The decisions of the Federal Reserve affect the economic well-being of every American consumer and business. The Federal Reserve has responsibilities for establishing monetary policy and assuring the safety and soundness of the banking and payments systems. I believe my background in these areas qualifies me to serve on the Federal Reserve Board.
I hold an M.A. and Ph.D. in economics from Northwestern University, and taught economics for seven years. My first professional position after graduate school was with the Federal Reserve Bank of St. Louis. There, and at the Chicago Federal Reserve Bank, I gained valuable experience in issues regarding bank mergers and acquisitions, regional economics, and monetary policy.
I have spent twenty-one years with First Tennessee National Corporation, a large, nationwide diversified financial services institution, headquartered in Memphis, Tennessee. My experience has primarily been in the areas of finance, risk management, and audit, which has given me an appreciation of the day-to-day workings of the financial system and the issues relevant to implementing regulations.
I approach this nomination understanding the responsibilities that the Federal Reserve has to create the monetary policy environment that will support full employment and maximum sustainable economic growth. Based on my experience over the years, I believe that this can only be accomplished by restraining inflation. Inflation increases the cost of capital to businesses and thereby reduces the amount of long-term investment, which in turn reduces economic growth and job creation. High inflation expectations increase
long-term interest rates which reduces the ability of households to buy homes, finance their children’s education, and provide the means to their families that improve their standard of living.
While the primary focus of monetary policy is to contain inflation, the Federal Reserve must also be constantly aware of the rate of economic growth and the level of unemployment. The American economy benefited from more rapid productivity growth in the 1990s, which permitted the economy to enjoy faster growth and lower rates of unemployment without triggering significant inflation. Economic growth has slowed since late last year and has been adversely affected by recent tragic events. This led to actions to lower short-term interest rates to strengthen the economy.
When unusual events occur, such as those on September 11, the Federal Reserve has the additional responsibilities of providing liquidity and assuring the smooth functioning of the payments system. By stepping in promptly to ensure that banking and payments systems continued to function, and to provide sufficient liquidity to keep transactions moving as smoothly as possible, the Federal Reserve helped to keep short-run disruptions to a minimum. In the aftermath of the September 11 events, bankers throughout the country were able to support the transaction and credit demands of their customers due to the effective and prompt response of the Federal Reserve.

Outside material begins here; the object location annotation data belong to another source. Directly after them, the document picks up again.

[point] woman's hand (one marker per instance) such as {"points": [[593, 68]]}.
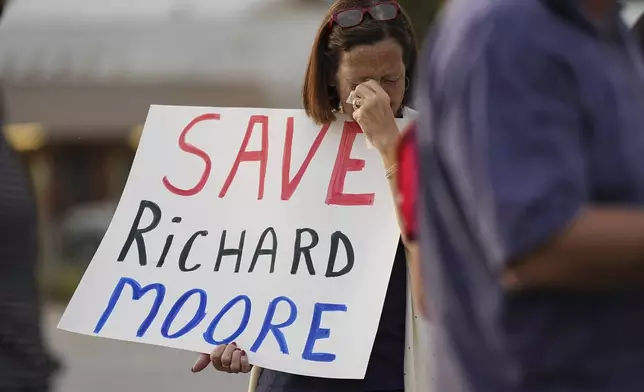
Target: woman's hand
{"points": [[373, 112], [225, 358]]}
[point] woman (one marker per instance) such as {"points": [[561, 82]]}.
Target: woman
{"points": [[25, 363], [362, 64]]}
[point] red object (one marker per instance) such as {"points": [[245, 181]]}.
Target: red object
{"points": [[408, 180]]}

We are in a time of changing technology, competitive factors and business practices that affect the financial system. Recent innovations in financial instruments, such as derivatives, and securitizations of loans, have changed the way that risks and liquidity move among financial market participants. With laws like Gramm-Leach-Bliley, the distinctions among products and services offered by commercial banks, investment banks, insurance carriers, and non-financial firms are diminishing. The Fed must respond appropriately to these forces to keep markets competitive and efficient, while balancing the need to protect the safety and soundness of the banking system.
Financial institutions now have more tools to manage the credit, market and operating risks they face. This has important implications for the way the safety and soundness of our financial institutions should be measured and monitored. The Federal Reserve and other bank and financial institution regulators will have to modify regulations to encourage the beneficial aspects of these new innovations and risk mitigation tools without significantly increasing systemic risks to financial markets. This requires that the staff of the Fed continue to develop their knowledge base to effectively monitor the financial institutions for which it has oversight.
Finally, the Federal Reserve must also provide regulations and oversight of the manner in which financial services are provided to ensure that the varying needs of consumers, businesses, and communities are met in a fair and efficient manner. The Federal Reserve should encourage the appropriate mix of regulation, customer disclosures, and improved financial literacy so that consumers and businesses can more fully benefit from innovations in technology and financial services.
In conclusion, I approach my nomination as a member of the Board of Governors of the Federal Reserve with an understanding of the broad responsibilities the position requires. I would like to thank the Committee for considering my nomination, and if I am confirmed, I look forward to working on these policy issues with members of this Committee and other committees of Congress. I will be happy to answer any questions you may have.